We are, therefore, my lords, under no necessity of burdening our country with the expense of new commissions, which, in the army, will be superfluous, and, in the state, dangerous, as they will fill our senate with new dependents, and our corporations with new adherents to the minister, whose steady perseverance in his favourite scheme of senatorial subordination, will be, perhaps, the only occasion of these new levies, or, at least, has hindered the right application of our standing troops. For what reason, my lords, can invention or imagination assign, why the troops, who had been for some time disciplined, were not rather sent to the assistance of Vernon than the new marines, except that some of them were commanded by men who had obtained seats in the other house, and who, by their settled adherence and avowed fidelity to the minister, had recommended themselves too powerfully to be rashly exposed in the service of their country to the bullets of the Spaniards.
So great, my lords, has been the minister's regard to senatorial abilities, and so strict his gratitude to his friends, that I know of but one member of the other house that has been hazarded in this expedition, and he a hopeless, abandoned patriot, insensible of the capacity or integrity of our ministry, and whom nothing has been able to reconcile to our late measures. He, therefore, who has never exerted himself in defence of the ministry, was, in his turn, thought unworthy of ministerial protection, and was given up to the chance of war without reluctance.
But I hope your lordships will concur with me in the opinion, that it is not always necessary to gratify the ministry, but that our country claims some part of our regard, and, therefore, that in establishing our army we should pursue that method which may be most accommodated to our constitution, and, instead of imitating the military policy of the French, follow the example of those nations by whose troops they have been conquered.
Had this scheme been hitherto followed, had our new levies, instead of being put under the command of boys, been distributed in just proportions among the standing regiments, where they might soon have been qualified for service by the inspection of experienced officers, we might now have seen an army capable of awing the court of Spain into submission, or, if our demands had been still refused, of revenging our injuries, and punishing those who have insulted and despised us.

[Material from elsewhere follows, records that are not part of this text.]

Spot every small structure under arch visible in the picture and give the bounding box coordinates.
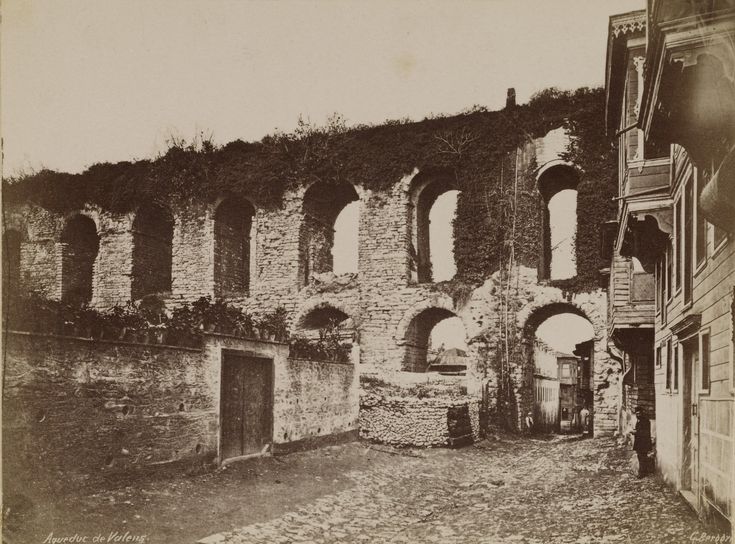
[214,196,255,297]
[408,169,459,283]
[61,214,100,305]
[537,163,579,280]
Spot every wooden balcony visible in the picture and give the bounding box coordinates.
[608,255,655,336]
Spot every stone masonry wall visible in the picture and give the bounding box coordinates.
[131,206,173,300]
[3,332,358,486]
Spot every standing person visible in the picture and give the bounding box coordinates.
[524,412,533,434]
[579,404,590,435]
[631,406,651,478]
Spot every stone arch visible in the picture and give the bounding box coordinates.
[61,213,100,305]
[396,293,467,372]
[517,298,606,338]
[408,168,459,283]
[131,203,174,300]
[536,160,580,279]
[213,195,255,297]
[298,181,360,287]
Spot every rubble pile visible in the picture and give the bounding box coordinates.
[359,394,480,447]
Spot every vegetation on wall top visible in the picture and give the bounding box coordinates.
[3,88,616,290]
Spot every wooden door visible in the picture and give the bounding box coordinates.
[533,376,559,433]
[220,351,273,460]
[681,340,699,499]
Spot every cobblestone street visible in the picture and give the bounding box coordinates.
[201,439,720,544]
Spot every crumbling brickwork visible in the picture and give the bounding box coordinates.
[3,332,358,486]
[131,205,174,300]
[6,119,619,438]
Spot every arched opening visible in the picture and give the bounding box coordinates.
[526,304,595,432]
[61,215,100,305]
[538,165,579,280]
[299,182,359,286]
[214,197,255,297]
[291,304,357,363]
[332,200,360,275]
[402,308,467,372]
[2,229,21,295]
[409,172,460,283]
[131,204,174,300]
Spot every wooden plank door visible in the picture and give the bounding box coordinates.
[680,340,699,499]
[220,351,273,460]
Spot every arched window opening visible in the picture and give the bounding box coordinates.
[332,201,360,275]
[299,182,359,286]
[214,197,255,297]
[296,306,354,341]
[61,215,100,305]
[429,190,459,281]
[403,308,467,373]
[533,308,595,432]
[131,204,174,300]
[2,229,21,295]
[538,165,579,280]
[409,172,460,283]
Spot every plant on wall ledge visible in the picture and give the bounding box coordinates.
[289,319,352,363]
[256,306,288,342]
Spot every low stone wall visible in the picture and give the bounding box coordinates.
[3,331,358,486]
[360,394,480,447]
[273,359,359,452]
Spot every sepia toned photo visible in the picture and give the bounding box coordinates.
[0,0,735,544]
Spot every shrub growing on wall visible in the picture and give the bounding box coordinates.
[4,88,616,290]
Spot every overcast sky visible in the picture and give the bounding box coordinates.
[0,0,644,174]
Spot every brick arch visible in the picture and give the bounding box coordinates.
[212,195,255,297]
[395,293,467,372]
[407,168,460,283]
[131,202,174,300]
[61,213,100,304]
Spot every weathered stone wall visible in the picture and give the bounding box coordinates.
[360,394,480,447]
[6,125,618,436]
[3,332,358,485]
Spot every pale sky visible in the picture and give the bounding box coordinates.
[0,0,644,174]
[0,0,645,352]
[536,313,595,354]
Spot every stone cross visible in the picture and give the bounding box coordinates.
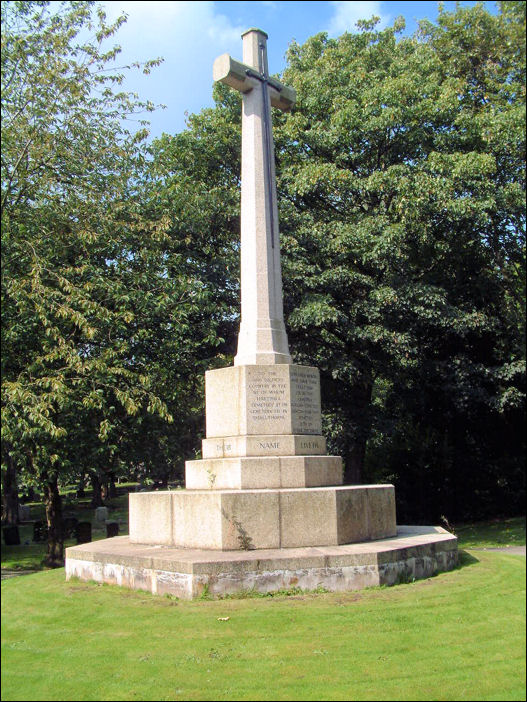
[213,29,296,366]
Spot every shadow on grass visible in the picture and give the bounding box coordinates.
[456,549,479,570]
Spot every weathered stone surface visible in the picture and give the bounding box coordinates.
[66,527,457,599]
[128,492,174,545]
[130,486,396,550]
[205,364,322,438]
[201,434,326,459]
[185,456,343,490]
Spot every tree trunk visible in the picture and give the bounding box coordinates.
[2,453,18,526]
[108,473,117,497]
[90,473,103,507]
[43,475,64,568]
[75,473,86,500]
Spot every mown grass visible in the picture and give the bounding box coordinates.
[455,517,525,548]
[1,508,525,570]
[1,494,128,570]
[2,552,525,700]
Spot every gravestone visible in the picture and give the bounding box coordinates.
[18,505,31,522]
[62,517,79,539]
[33,519,48,544]
[75,522,91,544]
[95,507,108,522]
[66,29,457,597]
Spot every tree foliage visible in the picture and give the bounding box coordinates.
[2,2,225,561]
[2,2,525,544]
[278,3,525,519]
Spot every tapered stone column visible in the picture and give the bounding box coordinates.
[214,29,294,366]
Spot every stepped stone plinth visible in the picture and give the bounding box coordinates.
[66,29,457,597]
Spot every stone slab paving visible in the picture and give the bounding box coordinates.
[66,526,458,599]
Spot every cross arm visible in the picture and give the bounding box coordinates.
[212,54,296,112]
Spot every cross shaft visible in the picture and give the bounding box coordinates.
[213,29,295,365]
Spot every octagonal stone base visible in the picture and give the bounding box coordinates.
[66,526,458,599]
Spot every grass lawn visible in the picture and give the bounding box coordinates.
[455,517,525,548]
[2,551,525,700]
[2,495,128,570]
[1,508,525,570]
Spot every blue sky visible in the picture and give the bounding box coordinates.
[94,0,497,137]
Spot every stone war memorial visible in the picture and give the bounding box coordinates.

From an army thus raised and disciplined, detachments, my lords, ought to have been sent on board of all our fleets, and particularly that which is now stationed in the Mediterranean, which would not then have coasted about from one port to another, without hurting or frighting the enemy, but might, by sudden descents, have spread terrour through a great part of the kingdom, harassed their troops by continual marches, and, by frequent incursions, have plundered all the maritime provinces, driven the inhabitants into the inland country, and laid the villages in ashes.
There is yet, my lords, no appearance of a peace, for our success has not enabled us to prescribe terms, and I hope we are not yet fallen so low as to receive them; it is, therefore, proper to form such resolutions as may influence the conduct of the war, and enable us to retrieve the errours of our past measures.